Захао молча снимал Егорку с колен, легонько отталкивал его от себя и, захватив топор, уходил во двор; ему становилось не по себе от разговоров матери, тем более что ничего ей нельзя возразить, права была старуха: и дети хуже других на селе ходили, светили латками да дырами, штаны передавались от одного к другому, от самого Захара к Ивану, затем укорачивались на младших, и под конец уже не было на них живого места, да и хату надо было ставить. Каждую зиму, несмотря на защиту из кулей соломы, которыми он плотно обкладывал ветхие, глухие стены, ветер гулял по избе, и дети непрерывно кашляли, и то и дело приходилось таскать их к фельдшеру, особенно слабосильного Николая; Захар затравленно шатался по двору, отыскивая себе дело, и уже совсем звериная тоска охватывала его.
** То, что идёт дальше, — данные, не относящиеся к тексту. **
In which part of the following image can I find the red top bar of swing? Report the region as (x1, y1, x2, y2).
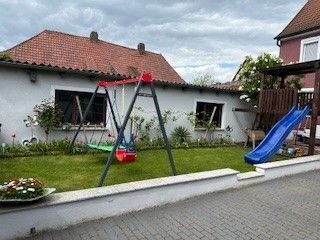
(97, 72, 153, 87)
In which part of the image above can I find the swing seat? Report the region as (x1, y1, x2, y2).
(115, 149, 136, 162)
(87, 143, 114, 152)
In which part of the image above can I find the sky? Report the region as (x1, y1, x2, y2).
(0, 0, 306, 83)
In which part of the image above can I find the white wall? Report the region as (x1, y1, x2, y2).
(0, 66, 254, 144)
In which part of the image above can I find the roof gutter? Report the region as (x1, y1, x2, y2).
(275, 27, 320, 42)
(0, 60, 240, 94)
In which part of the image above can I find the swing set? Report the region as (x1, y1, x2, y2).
(69, 72, 177, 186)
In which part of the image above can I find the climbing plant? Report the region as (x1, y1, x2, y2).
(33, 98, 61, 141)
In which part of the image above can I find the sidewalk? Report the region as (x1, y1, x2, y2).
(23, 170, 320, 240)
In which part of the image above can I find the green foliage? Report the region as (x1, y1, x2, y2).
(171, 126, 191, 147)
(238, 53, 303, 104)
(186, 111, 216, 135)
(286, 75, 303, 90)
(0, 178, 44, 200)
(192, 73, 216, 86)
(0, 139, 77, 156)
(238, 53, 283, 104)
(33, 98, 61, 141)
(132, 107, 180, 141)
(0, 52, 11, 61)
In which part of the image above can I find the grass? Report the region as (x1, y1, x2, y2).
(0, 147, 286, 192)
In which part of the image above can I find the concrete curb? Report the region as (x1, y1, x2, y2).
(1, 155, 320, 239)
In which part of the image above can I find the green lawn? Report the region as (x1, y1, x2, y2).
(0, 147, 286, 192)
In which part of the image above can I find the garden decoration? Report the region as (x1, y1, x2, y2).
(22, 115, 39, 146)
(0, 178, 55, 203)
(225, 125, 233, 143)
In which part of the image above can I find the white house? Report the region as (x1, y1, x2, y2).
(0, 30, 254, 144)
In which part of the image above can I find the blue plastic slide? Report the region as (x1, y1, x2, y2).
(245, 106, 310, 164)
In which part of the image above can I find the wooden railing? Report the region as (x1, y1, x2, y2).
(297, 92, 313, 108)
(257, 89, 315, 131)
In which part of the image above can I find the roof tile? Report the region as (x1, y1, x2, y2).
(6, 30, 185, 83)
(276, 0, 320, 39)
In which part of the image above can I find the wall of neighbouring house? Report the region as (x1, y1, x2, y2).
(0, 65, 254, 145)
(279, 33, 320, 89)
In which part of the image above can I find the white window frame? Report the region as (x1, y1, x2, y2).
(193, 99, 226, 130)
(299, 36, 320, 62)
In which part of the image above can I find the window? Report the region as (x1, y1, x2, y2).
(195, 101, 223, 128)
(300, 36, 320, 62)
(55, 90, 106, 125)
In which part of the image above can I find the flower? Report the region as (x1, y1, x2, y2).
(0, 178, 44, 200)
(107, 133, 114, 138)
(240, 94, 248, 100)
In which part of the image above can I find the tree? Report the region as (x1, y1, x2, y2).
(33, 98, 61, 141)
(192, 73, 216, 86)
(238, 53, 302, 104)
(0, 52, 11, 61)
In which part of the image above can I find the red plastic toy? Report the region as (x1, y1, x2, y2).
(115, 148, 137, 163)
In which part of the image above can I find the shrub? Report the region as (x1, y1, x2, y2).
(33, 98, 61, 141)
(238, 53, 283, 104)
(171, 126, 191, 146)
(0, 139, 79, 156)
(238, 53, 303, 105)
(0, 52, 11, 61)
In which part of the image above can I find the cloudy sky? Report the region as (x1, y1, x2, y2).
(0, 0, 306, 83)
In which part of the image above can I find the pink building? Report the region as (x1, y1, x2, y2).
(275, 0, 320, 90)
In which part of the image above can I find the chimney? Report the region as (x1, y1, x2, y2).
(90, 31, 99, 42)
(137, 43, 145, 55)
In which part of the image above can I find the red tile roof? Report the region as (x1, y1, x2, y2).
(5, 30, 185, 83)
(212, 81, 242, 91)
(276, 0, 320, 40)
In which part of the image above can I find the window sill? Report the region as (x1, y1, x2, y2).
(194, 127, 224, 131)
(54, 126, 108, 131)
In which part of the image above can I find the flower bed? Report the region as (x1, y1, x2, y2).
(0, 178, 44, 200)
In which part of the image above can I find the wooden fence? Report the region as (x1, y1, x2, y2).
(258, 88, 300, 131)
(241, 88, 313, 131)
(259, 88, 298, 115)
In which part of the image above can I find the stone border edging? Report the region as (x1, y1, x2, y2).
(1, 155, 320, 239)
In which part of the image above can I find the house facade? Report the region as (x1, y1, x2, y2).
(276, 0, 320, 90)
(0, 30, 254, 144)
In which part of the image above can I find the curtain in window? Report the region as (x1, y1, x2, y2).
(303, 41, 318, 62)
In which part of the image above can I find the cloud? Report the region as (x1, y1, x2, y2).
(0, 0, 306, 82)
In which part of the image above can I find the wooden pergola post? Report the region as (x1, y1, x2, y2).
(308, 63, 320, 155)
(258, 73, 265, 111)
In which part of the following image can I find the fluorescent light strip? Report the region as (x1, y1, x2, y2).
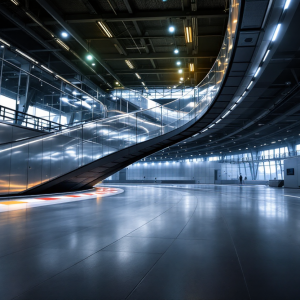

А с полгода назад, в марте, когда уже к полудню появились у крыльца лужи и куры дружно пили из них, Захар, после очередного, особенно въедливого разговора с матерью, потому что картошка в погребе, главная еда в семье, кончилась, а он все отказывался идти к Куликову просить помощи, выскочил во двор, в слепой ярости, ударил несколько раз тяжелым кулаком в угол избы и увидел, что торец бревна на глазах разъехался и выпал истлевшими, источенными червем кусками; он поглядел на них в недоумении, втоптал в грязный снег и заскочил в сарай, где за перегородкой шумно перетирала жвачку Белуха с обвисшим животом, принесшая уже двенадцать телят и готовившаяся к появлению очередного. Впервые беспросветное отчаяние охватило Захара, тяжкие и дрянные мысли шевелились и рвались в разгоряченной голове. «Да что же я, да в чем же я виноват? — думал он, притиснувшись лбом к суковатой решетке. — Можно было сдержаться тогда в райкоме, теперь знаю, надо было сдержаться, хоть язык прокусить, да смолчать; нечего с собой в жмурки играть, не в полный размах своих сил приходится жить, не сдержался тогда, теперь винить некого. Что ж теперь делать? И молчание бабы своей выносить больше не могу, не могу и Маню забыть, Илюшка больше всех остальных детей дорог, в сердце врос, а сыном не назовешь, только издали и увидишь». Он вспомнил, как с месяц назад, возвращаясь в воскресенье с крестин у Микиты Бобка (Ефросинья приболела, и он ходил к Бобку один), он не выдержал, среди ночи пробрался в сад Поливановых и долго, стыдясь себя, торчал под окнами той половины, где жила Маня, и наконец заявил о себе особым стуком в глухое окошко, выходившее в сад; долго стоял у задней двери на пронизывающем ветру, и когда за дверью послышался живой шорох и дверь приоткрылась, он проскользнул в темноту сеней, и тотчас руки его натолкнулись на теплые даже под шалью плечи Мани.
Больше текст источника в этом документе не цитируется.